Article by: Martin Creamer

The moratorium on prospecting licence applications would be lifted in all South African provinces from March 1 except in Mpumalanga, Mineral Resources Minister Susan Shabangu said on Tuesday.


Shabangu said the audit undertaken during the overall period of moratorium had shown that the challenges in Mpumalanga were bigger than expected.


“We will lift the moratorium in eight provinces, but not in Mpumalanga, because there is still more work to be done there,” she told a media conference on the sidelines of the Mining Indaba in Cape Town.


The continuation of the moratorium in the province for another "two to three months" stemmed mainly, the Minister said, from environmental concerns and the preservation of wetlands.


Rights were inappropriately granted in some ecologically sensitive areas, and extending the moratorium would provide the time for the Department of Mineral Resources (DMR) to consult with those who had been granted prospecting rights in areas where such rights should have been withheld.

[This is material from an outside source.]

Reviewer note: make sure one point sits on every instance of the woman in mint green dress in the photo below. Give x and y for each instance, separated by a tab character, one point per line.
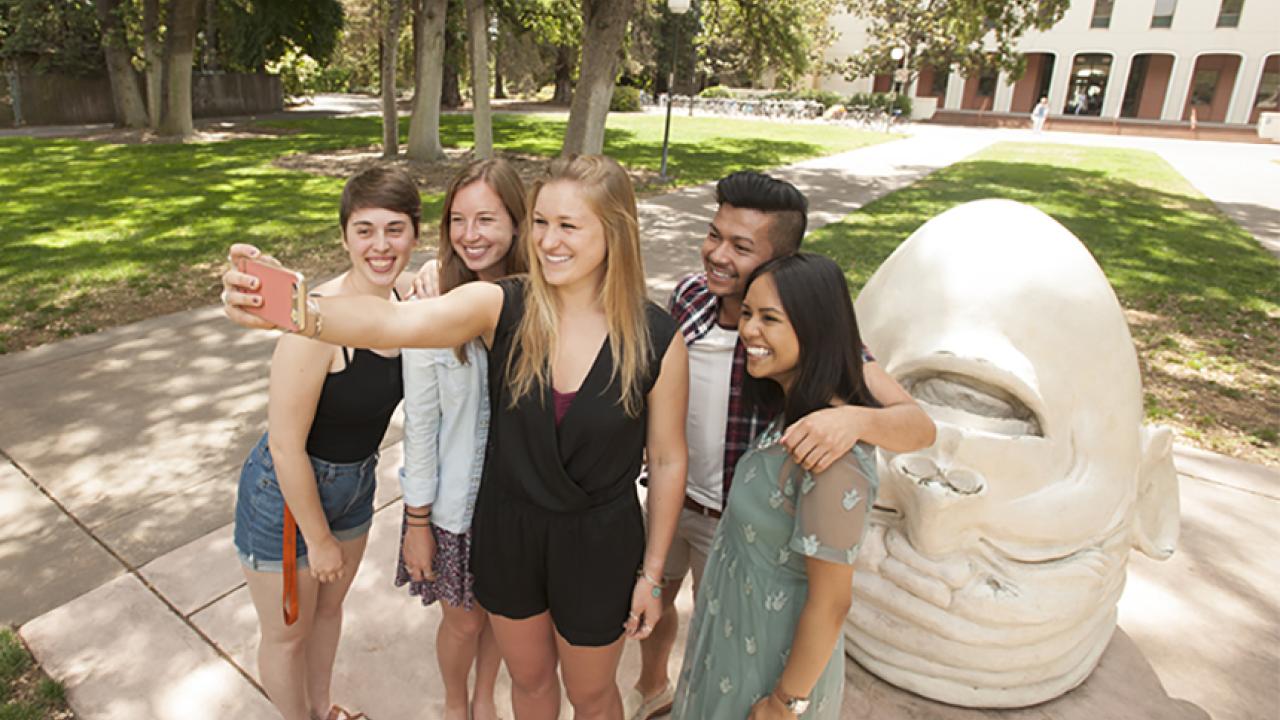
766	639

As the moratorium was applicable to new applications only, those in Mpumalanga with existing prospecting rights and mining rights would continue to operate.

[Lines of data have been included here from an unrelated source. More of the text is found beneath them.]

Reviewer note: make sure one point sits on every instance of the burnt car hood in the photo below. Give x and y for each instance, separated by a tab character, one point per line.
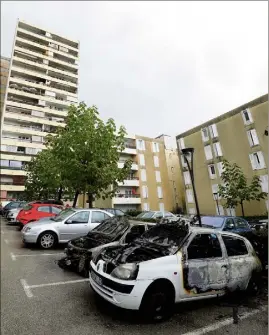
159	241
108	231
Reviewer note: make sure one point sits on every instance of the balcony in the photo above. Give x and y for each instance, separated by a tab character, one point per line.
130	199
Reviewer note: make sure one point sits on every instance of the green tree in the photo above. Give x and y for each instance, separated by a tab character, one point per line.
235	189
88	151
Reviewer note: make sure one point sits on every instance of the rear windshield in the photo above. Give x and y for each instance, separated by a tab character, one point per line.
212	221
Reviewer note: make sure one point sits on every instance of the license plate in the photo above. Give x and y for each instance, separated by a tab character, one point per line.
96	278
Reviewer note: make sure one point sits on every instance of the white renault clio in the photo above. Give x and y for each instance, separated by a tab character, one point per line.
173	263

The DMR will on March 1 introduce a new online system of applying for licences electronically.


An amendment would be introduced to prevent licences for different metals on the same site being granted by making it obligatory to report the presence of metals and minerals on the site other than those covered in the application.

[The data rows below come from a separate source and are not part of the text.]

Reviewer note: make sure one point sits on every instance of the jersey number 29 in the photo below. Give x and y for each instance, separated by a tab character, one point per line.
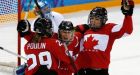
41	60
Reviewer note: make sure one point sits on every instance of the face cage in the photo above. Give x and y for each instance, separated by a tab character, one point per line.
66	41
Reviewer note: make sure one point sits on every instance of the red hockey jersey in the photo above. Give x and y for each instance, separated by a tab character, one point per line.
73	47
96	45
46	52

The audit done during the period of moratorium and audit had shown that mining was taking place without environmental management plans and with incomplete applications, which was of great concern.


Notices had been served on such concerns to comply and the mines of those who fail to respond to the notices would be closed.


“We have no choice but to revoke licences and to close those operations down,” Shabangu added.


On the possibility of parties mounting legal challenges against the DMR, the Minister said that the department was being litigated “almost every day”.


She said that the DMR was ready to take litigation head on to avoid a “mockery of the system”.


Due legal process had been followed that would enable the DMR to contest legal challenges at a time of acknowledged weaknesses in the law.


The review of the Mineral and Petroleum Resources Development Act was progressing and by the end of the year South Africa would have an Act that had been overhauled.

Edited by: Creamer Media Reporter
 
 
 
 
  Photos
 
 
 
Mineral Resources Minister Susan Shabangu
																															(Picture by: Reint Dykema)
 
Mineral Resources Minister Susan Shabangu (Picture by: Reint Dykema)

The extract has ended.